Biggest hole in the game plan: All of it, defensively. The Lions couldn’t handle Cousins -- who had a perfect 158.3 passer rating in the first half -- and they had no answer for Cook. Minnesota averaged 8.9 yards a play -- the most the Lions have allowed in a game this season -- and an atrocious 8.1 yards per rush.

Silver lining: Detroit hadn’t blocked a punt since 2007. Now, the team has blocked punts in back-to-back weeks and three in two games after Austin Bryant, in his first game activated from the Physically Unable to Perform list on Saturday, essentially came on a one-man rush by himself to block Britton Colquitt’s punt in the third quarter, giving Detroit the ball on the Minnesota 18-yard line, some of the team’s best field position of the day. This comes a week after Miles Killebrew, one of the team’s top special teams players, blocked a Rigoberto Sanchez punt against the Colts.
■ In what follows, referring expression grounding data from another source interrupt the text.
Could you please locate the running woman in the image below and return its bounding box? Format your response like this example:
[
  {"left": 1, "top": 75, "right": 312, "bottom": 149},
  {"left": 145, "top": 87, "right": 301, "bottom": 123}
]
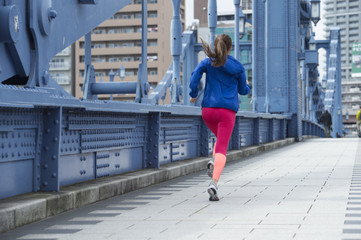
[{"left": 189, "top": 34, "right": 251, "bottom": 201}]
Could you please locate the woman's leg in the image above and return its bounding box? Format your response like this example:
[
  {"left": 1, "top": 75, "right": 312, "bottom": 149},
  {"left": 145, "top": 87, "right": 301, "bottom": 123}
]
[
  {"left": 212, "top": 110, "right": 235, "bottom": 182},
  {"left": 202, "top": 108, "right": 236, "bottom": 182}
]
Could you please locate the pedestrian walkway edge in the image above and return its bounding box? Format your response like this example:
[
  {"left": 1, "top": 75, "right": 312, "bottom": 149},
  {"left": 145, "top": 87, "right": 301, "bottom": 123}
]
[{"left": 0, "top": 138, "right": 296, "bottom": 234}]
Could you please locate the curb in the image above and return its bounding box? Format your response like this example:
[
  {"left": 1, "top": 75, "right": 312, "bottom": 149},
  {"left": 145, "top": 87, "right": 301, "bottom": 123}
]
[{"left": 0, "top": 138, "right": 295, "bottom": 234}]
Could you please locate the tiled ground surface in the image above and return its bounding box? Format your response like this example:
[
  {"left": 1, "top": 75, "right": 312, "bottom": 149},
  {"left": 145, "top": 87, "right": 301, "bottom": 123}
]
[{"left": 0, "top": 138, "right": 360, "bottom": 240}]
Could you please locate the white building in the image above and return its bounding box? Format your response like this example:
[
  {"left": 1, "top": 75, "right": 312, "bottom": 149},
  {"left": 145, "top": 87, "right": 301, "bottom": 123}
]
[{"left": 49, "top": 46, "right": 73, "bottom": 95}]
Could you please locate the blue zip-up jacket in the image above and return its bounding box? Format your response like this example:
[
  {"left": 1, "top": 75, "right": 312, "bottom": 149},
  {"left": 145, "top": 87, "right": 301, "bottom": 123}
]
[{"left": 189, "top": 55, "right": 250, "bottom": 112}]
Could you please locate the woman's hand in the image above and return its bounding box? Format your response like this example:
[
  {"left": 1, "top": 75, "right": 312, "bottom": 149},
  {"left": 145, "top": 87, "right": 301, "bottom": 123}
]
[{"left": 190, "top": 97, "right": 198, "bottom": 103}]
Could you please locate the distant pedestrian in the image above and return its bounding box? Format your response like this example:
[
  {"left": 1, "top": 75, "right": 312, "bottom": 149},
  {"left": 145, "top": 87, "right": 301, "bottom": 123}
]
[
  {"left": 357, "top": 106, "right": 361, "bottom": 136},
  {"left": 319, "top": 109, "right": 332, "bottom": 137},
  {"left": 189, "top": 34, "right": 251, "bottom": 201}
]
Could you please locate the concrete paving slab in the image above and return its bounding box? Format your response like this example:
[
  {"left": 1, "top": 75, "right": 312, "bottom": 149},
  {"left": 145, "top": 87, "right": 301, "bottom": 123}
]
[{"left": 0, "top": 138, "right": 361, "bottom": 240}]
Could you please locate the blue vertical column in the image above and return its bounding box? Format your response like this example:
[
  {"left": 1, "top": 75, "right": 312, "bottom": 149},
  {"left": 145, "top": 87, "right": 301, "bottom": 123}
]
[
  {"left": 253, "top": 0, "right": 301, "bottom": 140},
  {"left": 171, "top": 0, "right": 182, "bottom": 104},
  {"left": 253, "top": 117, "right": 260, "bottom": 146},
  {"left": 40, "top": 107, "right": 62, "bottom": 191},
  {"left": 234, "top": 0, "right": 240, "bottom": 61},
  {"left": 208, "top": 0, "right": 217, "bottom": 46},
  {"left": 182, "top": 31, "right": 197, "bottom": 106},
  {"left": 334, "top": 28, "right": 343, "bottom": 137},
  {"left": 231, "top": 116, "right": 241, "bottom": 150},
  {"left": 200, "top": 120, "right": 210, "bottom": 156},
  {"left": 146, "top": 112, "right": 160, "bottom": 169}
]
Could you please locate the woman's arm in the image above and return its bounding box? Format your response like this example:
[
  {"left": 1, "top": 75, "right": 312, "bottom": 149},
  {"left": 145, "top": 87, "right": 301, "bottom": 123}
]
[
  {"left": 189, "top": 59, "right": 207, "bottom": 98},
  {"left": 237, "top": 69, "right": 250, "bottom": 95}
]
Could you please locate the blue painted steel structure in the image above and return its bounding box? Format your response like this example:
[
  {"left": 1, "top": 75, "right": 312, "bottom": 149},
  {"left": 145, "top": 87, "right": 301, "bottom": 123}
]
[{"left": 0, "top": 0, "right": 330, "bottom": 200}]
It’s the first time a team has blocked a punt in back-to-back weeks since Philadelphia did so in 2014.

Then the Lions blocked a second Colquitt punt -- Romeo Okwara getting in there this time -- the first time a team has blocked two punts in a game since Minnesota did against Carolina, also in 2014. Special teams coordinator Brayden Coombs and Okwara have been two small bright spots in an otherwise rough season for the Lions.